Recently opened, Lume is a unique place, moored on the edge of rue Lamartine (Gares district). Because here, no store (yet ?) but a lab that looks out nicely onto the artery. Inside, Lucy Fleischer is full of ideas to create her bûches, among other pastries only sold to order. For the holidays, the former childminder offers cakes with kindly feminist names. Such as La Cass’tagneuse (candied blackcurrant, chestnut cream and chestnut biscuit).
But also La Pista’queen (pistachio, bitter almond and mandarin), inspired by a Sicilian ice cream.

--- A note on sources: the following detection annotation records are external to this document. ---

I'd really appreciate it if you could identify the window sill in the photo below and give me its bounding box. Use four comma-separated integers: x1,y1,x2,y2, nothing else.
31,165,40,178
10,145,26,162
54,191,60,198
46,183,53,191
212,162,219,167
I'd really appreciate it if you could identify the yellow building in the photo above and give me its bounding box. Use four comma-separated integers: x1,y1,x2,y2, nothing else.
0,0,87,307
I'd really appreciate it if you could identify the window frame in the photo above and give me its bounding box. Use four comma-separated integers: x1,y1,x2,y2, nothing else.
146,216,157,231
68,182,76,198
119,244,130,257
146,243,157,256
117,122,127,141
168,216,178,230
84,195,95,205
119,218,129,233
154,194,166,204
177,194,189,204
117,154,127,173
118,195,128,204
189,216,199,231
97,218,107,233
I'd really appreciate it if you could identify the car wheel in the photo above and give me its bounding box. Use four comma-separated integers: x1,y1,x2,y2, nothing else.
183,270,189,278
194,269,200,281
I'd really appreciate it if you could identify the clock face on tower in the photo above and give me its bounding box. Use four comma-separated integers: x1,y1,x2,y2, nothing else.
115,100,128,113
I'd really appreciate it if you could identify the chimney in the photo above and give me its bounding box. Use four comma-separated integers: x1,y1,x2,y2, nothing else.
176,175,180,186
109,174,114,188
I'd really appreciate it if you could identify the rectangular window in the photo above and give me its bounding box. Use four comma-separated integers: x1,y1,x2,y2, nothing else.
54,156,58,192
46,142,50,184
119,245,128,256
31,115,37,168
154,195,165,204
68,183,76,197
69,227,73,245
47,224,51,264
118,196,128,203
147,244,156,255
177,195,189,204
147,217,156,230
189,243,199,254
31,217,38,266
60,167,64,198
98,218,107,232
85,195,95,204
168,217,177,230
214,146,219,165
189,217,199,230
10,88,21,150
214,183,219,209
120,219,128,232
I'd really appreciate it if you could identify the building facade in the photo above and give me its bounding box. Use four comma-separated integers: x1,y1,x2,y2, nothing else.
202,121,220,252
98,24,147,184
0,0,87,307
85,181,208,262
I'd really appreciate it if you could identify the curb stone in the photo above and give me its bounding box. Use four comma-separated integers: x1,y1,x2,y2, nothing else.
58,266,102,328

Or the Amazone Amarena (Madagascar chocolate mousse, whipped tonka bean ganache, amarena cherries and soft cocoa biscuit).

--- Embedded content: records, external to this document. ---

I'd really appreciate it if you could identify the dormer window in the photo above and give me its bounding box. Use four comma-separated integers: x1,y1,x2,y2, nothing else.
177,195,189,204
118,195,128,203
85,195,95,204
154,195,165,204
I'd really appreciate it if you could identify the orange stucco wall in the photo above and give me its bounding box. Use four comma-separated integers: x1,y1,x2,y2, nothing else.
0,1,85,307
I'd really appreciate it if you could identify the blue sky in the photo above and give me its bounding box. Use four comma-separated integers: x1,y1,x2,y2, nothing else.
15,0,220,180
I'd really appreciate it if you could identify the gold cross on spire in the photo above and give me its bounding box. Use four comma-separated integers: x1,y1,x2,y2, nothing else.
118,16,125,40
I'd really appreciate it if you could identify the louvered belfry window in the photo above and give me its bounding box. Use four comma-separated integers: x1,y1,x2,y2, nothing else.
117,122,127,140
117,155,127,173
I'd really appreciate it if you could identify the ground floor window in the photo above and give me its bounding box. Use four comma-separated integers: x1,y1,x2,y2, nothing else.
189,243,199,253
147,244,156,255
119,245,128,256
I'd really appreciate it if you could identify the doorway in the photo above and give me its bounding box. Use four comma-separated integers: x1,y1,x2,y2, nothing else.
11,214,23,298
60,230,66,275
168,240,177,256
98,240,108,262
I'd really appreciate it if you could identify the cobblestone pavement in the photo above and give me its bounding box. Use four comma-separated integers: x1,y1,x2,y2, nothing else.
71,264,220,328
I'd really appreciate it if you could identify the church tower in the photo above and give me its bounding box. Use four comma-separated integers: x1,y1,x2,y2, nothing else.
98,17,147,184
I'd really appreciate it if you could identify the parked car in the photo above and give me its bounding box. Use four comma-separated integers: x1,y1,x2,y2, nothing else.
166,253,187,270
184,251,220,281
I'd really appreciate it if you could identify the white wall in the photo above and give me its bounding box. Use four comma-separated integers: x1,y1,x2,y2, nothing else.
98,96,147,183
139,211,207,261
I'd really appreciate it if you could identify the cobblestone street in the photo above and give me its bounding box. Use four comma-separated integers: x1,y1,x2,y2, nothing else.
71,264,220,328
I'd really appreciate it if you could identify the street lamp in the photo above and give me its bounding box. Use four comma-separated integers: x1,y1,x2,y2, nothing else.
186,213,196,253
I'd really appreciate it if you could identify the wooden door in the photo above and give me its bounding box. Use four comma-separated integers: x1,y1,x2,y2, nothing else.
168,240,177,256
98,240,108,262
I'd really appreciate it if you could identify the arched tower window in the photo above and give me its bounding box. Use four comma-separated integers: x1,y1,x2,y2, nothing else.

200% Deposit Bonus up to €3,000 180% First Deposit Bonus up to $20,000Here, as every year, is a double occasion to rejoice for Gabriel Duthel, the pastry chef with the eponymous name, who has a shop on Boulevard Louis-Blanc (at number 16). Because it has been eight years since he opened his shop. A pastry shop that was recently expanded and reopened for two weeks in its new format.
And then there are, of course, the preparations related to the end-of-year celebrations. Like with the Pirouette (milk chocolate mousse on a peanut crunch). Or Bahamas (Madagascar vanilla mousse, mango and raspberry cream on its coconut financier biscuit). But also: La Banquise (with chestnut cream mousse, candied chestnut and clementine) and Douceur Pécan (vanilla mousse, caramel cream and pecan on its pecan brownie).
Three Yule logs are on the menu this year for the young entrepreneur Clara Jung (who notably spent some time at La Réserve Rimbaud). First, there is the Léon. A fine construction built on a brownie, reinforced by a crunchy praline and flanked by pecan nuts. With, in addition, fleur de sel, New Caledonian vanilla ganache. All wrapped in a 55% dark chocolate mousse.
Following this one are Azalée (soft biscuit, crunchy Sicilian pistachio praline, intense ganache and fleur de sel, citrus confit center) and Cassia (soft biscuit with roasted peanuts, exotic fruit confit center, light salted butter caramel mousse, whipped peanut ganache). In short, we take plenty. As much in the eyes as in the taste buds.
For these holidays, Baptiste Thiéry (rue du Clos-René, between the train stations and the Comédie) has imagined a trio of bûches, nicely presented by Sabrina Allard. The first (La Royale) is a dark chocolate mousse with a crunchy praline.
Next comes La Valencia, whose structure rests on an orange mousse, flanked by kumquat inserts and combined with a dark chocolate ganache. Finally comes La Mont Blanc. And whose construction is broken down into a chestnut cream, whipped cream, raspberry and brown sugar biscuit (the famous speculoos), vanilla mousse and strawberry and raspberry compote combined with lime. All this on a crispy speculoos.
In the shop located along the eponymous avenue, we see the holidays in a big way. Think: no less than eight Yule logs are offered to round off meals this end of the year. In the refrigerated cabinets, six pastry variants, two ice creams, are waiting.
We might as well write it down: there will not be enough space to specify the finery of the Marron-Noisette, Feuilletine, Citron-Framboise, Clémentine, Casse-Noisettes, Crème au Beurre, Nougat or Sweetness. The best thing, perhaps, is to start early so that you can form an accurate opinion.